RTX Radar Synthetic Data#

There is one example Annotator to use for Synthetic data collection from the RTX Radar. The annotator name, the node it creates, and the annotator outputs are all described below. To control the node, you can set the parameters on it using the annotator’s initialize function.

For example, if you had the render product path for a RTX Radar, then you could create a debug visualization of that radar, and make sure it outputs the timestamp for each radar return in the buffer with the following code.

# Create the annotator.
annotator = rep.AnnotatorRegistry.get_annotator("RtxSensorCpuIsaacComputeRTXRadarPointCloud")

# Initialize the annotator
annotator.initialize()

# Attach the render product after the annotator is initialized.
annotator.attach([render_product_path])

To read about the nodes the annotators create and the inputs that control the RTX Radar Nodes, click on the node link at the top of each table.

Annotators#

The following annotators create an RTX Radar Omnigraph Node, and pull data from it for your use.

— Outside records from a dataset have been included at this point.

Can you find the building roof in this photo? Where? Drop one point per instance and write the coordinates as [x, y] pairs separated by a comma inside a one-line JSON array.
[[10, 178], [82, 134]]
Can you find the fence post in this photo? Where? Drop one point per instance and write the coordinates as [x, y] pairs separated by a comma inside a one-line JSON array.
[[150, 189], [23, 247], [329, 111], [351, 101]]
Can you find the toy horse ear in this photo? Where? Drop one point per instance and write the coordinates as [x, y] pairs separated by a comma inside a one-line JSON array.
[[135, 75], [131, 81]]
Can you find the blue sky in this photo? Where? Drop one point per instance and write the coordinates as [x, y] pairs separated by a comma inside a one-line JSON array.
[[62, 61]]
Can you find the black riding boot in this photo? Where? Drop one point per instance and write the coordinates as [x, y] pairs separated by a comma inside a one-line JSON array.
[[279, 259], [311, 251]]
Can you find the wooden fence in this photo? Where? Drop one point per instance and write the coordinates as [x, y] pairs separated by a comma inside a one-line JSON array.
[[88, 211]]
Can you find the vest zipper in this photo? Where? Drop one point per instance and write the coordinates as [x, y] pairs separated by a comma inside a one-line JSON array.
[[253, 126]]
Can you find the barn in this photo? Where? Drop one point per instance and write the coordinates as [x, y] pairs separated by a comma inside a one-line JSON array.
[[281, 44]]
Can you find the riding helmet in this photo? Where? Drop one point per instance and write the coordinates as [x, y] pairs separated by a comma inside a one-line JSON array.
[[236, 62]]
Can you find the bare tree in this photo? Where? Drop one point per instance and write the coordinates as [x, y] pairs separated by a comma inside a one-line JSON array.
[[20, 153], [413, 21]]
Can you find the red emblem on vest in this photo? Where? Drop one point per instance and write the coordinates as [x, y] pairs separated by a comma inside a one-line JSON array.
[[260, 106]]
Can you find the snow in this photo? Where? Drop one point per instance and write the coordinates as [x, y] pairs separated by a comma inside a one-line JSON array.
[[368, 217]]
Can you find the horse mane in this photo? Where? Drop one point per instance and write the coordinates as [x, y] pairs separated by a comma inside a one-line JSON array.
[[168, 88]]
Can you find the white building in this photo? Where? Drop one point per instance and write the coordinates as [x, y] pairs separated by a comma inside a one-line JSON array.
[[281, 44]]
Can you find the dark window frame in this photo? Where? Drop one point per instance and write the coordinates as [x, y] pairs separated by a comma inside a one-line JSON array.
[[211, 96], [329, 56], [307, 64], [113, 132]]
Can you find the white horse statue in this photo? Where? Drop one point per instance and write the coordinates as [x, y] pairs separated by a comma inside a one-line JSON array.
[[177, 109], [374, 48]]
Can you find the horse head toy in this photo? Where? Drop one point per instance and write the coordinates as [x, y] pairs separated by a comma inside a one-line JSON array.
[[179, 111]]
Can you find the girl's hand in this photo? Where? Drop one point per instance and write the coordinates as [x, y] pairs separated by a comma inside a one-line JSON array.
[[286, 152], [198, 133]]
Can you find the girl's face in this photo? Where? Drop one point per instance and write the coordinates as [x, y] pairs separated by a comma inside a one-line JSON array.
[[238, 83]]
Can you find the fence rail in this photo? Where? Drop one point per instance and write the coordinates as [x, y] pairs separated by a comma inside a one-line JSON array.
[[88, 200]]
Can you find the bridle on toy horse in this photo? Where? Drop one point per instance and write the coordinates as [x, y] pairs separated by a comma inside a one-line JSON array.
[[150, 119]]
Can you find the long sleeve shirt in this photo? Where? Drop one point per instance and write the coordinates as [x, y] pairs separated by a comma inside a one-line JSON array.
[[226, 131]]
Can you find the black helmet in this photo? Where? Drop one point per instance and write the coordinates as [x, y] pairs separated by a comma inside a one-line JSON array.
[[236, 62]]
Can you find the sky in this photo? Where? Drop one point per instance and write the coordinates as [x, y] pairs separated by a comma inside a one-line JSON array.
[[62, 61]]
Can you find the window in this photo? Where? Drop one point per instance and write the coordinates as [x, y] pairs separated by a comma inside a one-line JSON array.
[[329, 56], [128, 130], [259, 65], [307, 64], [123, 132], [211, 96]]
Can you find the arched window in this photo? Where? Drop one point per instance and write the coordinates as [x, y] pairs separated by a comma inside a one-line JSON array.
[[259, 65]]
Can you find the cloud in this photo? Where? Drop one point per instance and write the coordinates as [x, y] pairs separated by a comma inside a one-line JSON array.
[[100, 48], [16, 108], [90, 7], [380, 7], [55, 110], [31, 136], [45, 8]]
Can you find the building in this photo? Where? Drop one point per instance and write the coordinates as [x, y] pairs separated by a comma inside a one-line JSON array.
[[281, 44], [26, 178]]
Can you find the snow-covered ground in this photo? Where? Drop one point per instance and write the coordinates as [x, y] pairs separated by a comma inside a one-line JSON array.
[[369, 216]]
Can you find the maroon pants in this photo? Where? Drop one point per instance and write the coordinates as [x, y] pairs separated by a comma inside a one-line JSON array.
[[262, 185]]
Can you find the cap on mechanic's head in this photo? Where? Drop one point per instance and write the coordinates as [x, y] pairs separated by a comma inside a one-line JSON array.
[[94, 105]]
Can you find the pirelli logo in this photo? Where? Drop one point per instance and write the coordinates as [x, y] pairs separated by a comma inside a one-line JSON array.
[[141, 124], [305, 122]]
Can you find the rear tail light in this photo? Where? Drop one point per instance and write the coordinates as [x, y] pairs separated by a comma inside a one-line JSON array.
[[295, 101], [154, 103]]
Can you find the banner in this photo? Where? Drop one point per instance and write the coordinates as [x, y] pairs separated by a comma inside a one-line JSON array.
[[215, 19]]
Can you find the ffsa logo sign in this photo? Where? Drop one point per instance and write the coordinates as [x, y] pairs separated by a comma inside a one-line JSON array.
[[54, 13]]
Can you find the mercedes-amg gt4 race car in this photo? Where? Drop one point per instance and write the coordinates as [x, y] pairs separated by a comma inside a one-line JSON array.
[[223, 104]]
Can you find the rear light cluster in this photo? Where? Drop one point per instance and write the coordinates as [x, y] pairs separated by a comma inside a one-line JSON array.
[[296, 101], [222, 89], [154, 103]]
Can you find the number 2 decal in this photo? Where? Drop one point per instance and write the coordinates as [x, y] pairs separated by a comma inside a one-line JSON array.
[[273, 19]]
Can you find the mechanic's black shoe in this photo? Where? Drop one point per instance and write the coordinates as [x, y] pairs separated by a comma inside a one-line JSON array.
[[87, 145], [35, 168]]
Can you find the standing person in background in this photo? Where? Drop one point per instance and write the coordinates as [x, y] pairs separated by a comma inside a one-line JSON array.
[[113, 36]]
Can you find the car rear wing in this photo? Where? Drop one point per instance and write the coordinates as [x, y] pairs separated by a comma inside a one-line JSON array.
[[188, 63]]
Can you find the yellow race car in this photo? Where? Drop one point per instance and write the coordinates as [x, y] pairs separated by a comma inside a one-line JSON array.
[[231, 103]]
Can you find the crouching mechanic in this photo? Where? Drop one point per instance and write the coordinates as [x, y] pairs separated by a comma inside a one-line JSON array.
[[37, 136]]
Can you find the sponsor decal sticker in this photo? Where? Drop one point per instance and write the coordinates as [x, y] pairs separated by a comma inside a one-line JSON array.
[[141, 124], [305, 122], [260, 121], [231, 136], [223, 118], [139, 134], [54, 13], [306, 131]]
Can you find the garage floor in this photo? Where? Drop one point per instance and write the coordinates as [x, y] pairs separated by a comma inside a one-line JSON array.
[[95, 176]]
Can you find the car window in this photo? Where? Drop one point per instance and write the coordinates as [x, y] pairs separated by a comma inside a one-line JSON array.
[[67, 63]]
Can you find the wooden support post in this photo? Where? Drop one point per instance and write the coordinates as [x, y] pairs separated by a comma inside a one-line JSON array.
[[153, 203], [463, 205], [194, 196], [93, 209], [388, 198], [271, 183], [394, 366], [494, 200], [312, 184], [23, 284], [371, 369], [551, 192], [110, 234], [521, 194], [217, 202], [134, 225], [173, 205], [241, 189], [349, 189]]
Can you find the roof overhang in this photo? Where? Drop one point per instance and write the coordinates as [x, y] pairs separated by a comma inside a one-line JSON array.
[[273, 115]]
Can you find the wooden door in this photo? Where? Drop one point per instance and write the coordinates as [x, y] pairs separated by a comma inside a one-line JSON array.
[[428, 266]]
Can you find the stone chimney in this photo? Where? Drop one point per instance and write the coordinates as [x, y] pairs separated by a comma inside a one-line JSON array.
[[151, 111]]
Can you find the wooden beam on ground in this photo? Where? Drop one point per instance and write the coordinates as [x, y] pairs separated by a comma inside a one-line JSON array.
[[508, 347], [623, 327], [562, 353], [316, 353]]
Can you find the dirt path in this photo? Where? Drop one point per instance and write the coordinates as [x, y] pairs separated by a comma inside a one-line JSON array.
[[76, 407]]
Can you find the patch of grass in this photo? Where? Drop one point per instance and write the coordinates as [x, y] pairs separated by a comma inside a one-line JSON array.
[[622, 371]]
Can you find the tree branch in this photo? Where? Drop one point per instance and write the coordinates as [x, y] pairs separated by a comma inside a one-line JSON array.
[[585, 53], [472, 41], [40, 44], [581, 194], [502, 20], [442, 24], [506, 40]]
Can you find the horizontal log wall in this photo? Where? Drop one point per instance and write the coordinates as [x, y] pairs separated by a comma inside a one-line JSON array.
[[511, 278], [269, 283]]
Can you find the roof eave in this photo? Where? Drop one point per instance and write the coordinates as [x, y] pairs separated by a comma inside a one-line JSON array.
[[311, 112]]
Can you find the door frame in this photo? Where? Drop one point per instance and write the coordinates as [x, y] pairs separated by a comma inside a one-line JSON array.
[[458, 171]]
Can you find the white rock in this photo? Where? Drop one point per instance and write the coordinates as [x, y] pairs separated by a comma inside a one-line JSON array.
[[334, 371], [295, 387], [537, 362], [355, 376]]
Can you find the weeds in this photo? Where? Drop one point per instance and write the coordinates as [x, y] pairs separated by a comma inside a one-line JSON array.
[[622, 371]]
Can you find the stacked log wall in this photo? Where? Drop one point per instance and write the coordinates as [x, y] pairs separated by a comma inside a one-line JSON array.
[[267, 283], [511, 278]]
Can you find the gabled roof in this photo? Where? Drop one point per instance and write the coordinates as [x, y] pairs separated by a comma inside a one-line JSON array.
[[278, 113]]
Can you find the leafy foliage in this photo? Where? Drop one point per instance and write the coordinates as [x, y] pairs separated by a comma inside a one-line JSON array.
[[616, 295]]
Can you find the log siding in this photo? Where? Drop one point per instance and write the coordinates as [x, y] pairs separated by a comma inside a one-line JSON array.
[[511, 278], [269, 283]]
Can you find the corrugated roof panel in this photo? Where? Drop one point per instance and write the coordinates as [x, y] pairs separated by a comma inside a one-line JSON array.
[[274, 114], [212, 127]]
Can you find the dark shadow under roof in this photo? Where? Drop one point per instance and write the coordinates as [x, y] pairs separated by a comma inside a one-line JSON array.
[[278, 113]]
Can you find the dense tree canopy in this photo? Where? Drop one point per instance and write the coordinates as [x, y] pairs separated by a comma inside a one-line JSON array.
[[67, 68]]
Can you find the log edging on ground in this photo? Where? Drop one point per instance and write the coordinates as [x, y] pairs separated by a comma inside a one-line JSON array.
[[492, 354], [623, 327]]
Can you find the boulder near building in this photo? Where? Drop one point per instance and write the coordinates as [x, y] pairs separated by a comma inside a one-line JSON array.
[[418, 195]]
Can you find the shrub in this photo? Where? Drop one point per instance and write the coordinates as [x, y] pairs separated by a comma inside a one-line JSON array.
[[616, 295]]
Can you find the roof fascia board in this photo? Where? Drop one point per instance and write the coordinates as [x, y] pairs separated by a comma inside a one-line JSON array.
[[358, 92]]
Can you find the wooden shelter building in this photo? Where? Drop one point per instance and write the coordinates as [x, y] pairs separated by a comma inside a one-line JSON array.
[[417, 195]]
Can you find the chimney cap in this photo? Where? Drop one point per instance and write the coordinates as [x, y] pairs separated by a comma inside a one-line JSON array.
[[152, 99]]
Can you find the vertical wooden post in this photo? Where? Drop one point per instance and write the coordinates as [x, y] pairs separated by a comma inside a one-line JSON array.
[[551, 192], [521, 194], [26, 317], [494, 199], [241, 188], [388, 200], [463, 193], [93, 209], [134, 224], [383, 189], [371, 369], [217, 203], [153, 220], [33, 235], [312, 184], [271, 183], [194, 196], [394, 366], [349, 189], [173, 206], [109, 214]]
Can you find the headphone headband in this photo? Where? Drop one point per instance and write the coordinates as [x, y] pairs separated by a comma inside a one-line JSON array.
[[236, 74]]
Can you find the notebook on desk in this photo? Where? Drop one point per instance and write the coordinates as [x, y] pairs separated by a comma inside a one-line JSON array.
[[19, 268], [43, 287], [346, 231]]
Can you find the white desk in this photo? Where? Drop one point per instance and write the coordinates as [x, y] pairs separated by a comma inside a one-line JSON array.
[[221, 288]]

RtxSensorCpuIsaacComputeRTXRadarPointCloud

Compute RTX Radar Point Cloud Node

Output:

info[“transform”]: The input matrix transformed from Radar to World. info[“sensorID”]: Sensor Id for sensor that generated the scan. info[“scanIdx”]: Scan index for sensors with multi scan support. info[“timeStampNS”]: Scan timestamp in nanoseconds. info[“cycleCnt”]: Scan cycle count. info[“maxRangeM”]: The max unambiguous range for the scan. info[“minVelMps”]: The min unambiguous velocity for the scan. info[“maxVelMps”]: The max unambiguous velocity for the scan. info[“minAzRad”]: The min unambiguous azimuth for the scan. info[“maxAzRad”]: The max unambiguous azimuth for the scan. info[“minElRad”]: The min unambiguous elevation for the scan. info[“maxElRad”]: The max unambiguous elevation for the scan. info[“numDetections”]: The number of valid detections in the array. info[“dataPtr”]: Buffer of 3d points containing point cloud data in Radar coordinates. info[“cudaDeviceIndex”]: Index of the device where the data lives (-1 for host data). info[“bufferSize”]: Size (in bytes) of the buffer (0 if the input is a texture). info[“height”]: Height of point cloud buffer, will always return 1. info[“width”]: 3 x Width or number of points in point cloud buffer.

Output for each return:

info[“radialDistance”]: Radial distance (m). info[“radialVelocity”]: Radial velocity (m/s). info[“azimuth”]: Azimuth angle (radians). info[“elevation”]: Angle of elevation (radians). info[“rcs”]: Radar cross section in decibels referenced to a square meter (dBsm). info[“semanticId”]: semantic ID. info[“materialId”]: material ID. info[“objectId”]: object ID.